Rates of point mutations leading to (A) TAA<->TGA and (B) TAA<->TAG trinucleotide changes derived from the Jonsson et al. (2017) dataset (n = 108,778). De novo mutations were partitioned according to their surrounding (10 kb) G + C content into 10 equal bins. Mutations causing TAA->TGA (Spearman’s rank; P = 0.51, rho = −0.24, n = 10) and TAA->TAG (Spearman’s rank; P = 0.51, rho = 0.24, n = 10) changes are invariant to G + C pressure. Net TGA and net TAG refer to the TAA->TGA rate minus the TGA->TAA rate and the TAA->TAG rate minus the TAG->TAA rate, respectively. Net TAG gain is invariant to G + C pressure (Spearman’s rank; P = 0.97, rho = 0.018, n = 10).
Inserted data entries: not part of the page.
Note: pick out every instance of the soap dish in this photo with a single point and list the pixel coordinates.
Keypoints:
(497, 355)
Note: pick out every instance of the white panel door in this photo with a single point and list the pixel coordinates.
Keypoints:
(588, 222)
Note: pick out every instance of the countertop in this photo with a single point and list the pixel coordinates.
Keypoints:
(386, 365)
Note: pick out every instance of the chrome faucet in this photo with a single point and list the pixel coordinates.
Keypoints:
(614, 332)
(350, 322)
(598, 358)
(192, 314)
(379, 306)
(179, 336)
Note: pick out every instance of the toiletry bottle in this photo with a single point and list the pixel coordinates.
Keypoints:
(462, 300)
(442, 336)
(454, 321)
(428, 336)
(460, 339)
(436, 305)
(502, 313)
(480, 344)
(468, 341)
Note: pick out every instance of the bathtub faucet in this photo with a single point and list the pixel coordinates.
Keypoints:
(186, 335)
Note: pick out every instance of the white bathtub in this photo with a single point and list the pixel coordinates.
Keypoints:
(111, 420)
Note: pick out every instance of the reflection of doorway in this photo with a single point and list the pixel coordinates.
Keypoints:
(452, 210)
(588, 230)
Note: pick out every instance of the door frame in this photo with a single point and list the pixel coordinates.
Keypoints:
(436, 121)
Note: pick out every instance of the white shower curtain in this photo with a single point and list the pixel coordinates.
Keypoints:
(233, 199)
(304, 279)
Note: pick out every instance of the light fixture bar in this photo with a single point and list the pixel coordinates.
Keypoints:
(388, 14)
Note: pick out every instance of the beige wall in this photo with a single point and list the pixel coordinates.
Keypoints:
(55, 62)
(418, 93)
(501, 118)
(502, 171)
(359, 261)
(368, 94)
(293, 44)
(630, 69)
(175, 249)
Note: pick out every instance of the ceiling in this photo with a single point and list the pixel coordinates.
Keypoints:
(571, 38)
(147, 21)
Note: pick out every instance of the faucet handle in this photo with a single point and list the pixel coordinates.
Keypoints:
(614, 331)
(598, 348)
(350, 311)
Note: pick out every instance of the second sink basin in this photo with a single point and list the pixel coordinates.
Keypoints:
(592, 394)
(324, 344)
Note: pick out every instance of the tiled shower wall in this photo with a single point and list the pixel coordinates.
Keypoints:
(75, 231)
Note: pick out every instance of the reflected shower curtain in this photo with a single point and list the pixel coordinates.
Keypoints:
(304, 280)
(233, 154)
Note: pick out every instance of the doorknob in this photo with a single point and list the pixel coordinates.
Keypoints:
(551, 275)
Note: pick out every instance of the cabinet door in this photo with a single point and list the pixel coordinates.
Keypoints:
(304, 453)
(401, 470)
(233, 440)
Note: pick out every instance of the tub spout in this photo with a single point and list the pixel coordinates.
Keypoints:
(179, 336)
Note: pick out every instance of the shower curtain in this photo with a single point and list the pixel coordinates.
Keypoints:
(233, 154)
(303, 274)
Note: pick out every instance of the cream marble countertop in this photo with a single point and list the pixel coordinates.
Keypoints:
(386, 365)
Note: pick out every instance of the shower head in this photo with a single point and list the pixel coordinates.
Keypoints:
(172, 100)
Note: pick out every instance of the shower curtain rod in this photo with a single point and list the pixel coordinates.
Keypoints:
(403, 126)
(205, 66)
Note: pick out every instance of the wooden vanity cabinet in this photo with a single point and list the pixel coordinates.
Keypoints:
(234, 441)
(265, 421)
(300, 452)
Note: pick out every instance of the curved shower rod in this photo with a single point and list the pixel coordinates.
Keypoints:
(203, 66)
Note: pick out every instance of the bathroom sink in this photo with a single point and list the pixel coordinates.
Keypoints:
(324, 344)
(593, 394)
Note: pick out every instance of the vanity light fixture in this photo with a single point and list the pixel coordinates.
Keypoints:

Net TGA gain is negatively correlated with G + C pressure (Spearman’s rank; P = 0.028, rho = −0.71, n = 10). Underlying data can be found in the Supplementary material.

Fig. 7.

The mechanistic basis of translational read-through. (A) Canonical termination occurs when the stop codon is recognized by its cognate release factor. Only coding sequence is translated to build the polypeptide amino acid chain. (B) Translational read-through occurs when the stop codon is missed by the termination machinery, often due to the erroneous binding of a near-cognate tRNA to the stop codon (Roy et al. 2015; Beznoskova et al. 2016). This results in the translation of 3′ UTR sequence until the next in-frame stop codon or until the ribosome reaches the polyA+ tail, triggering nonstop decay.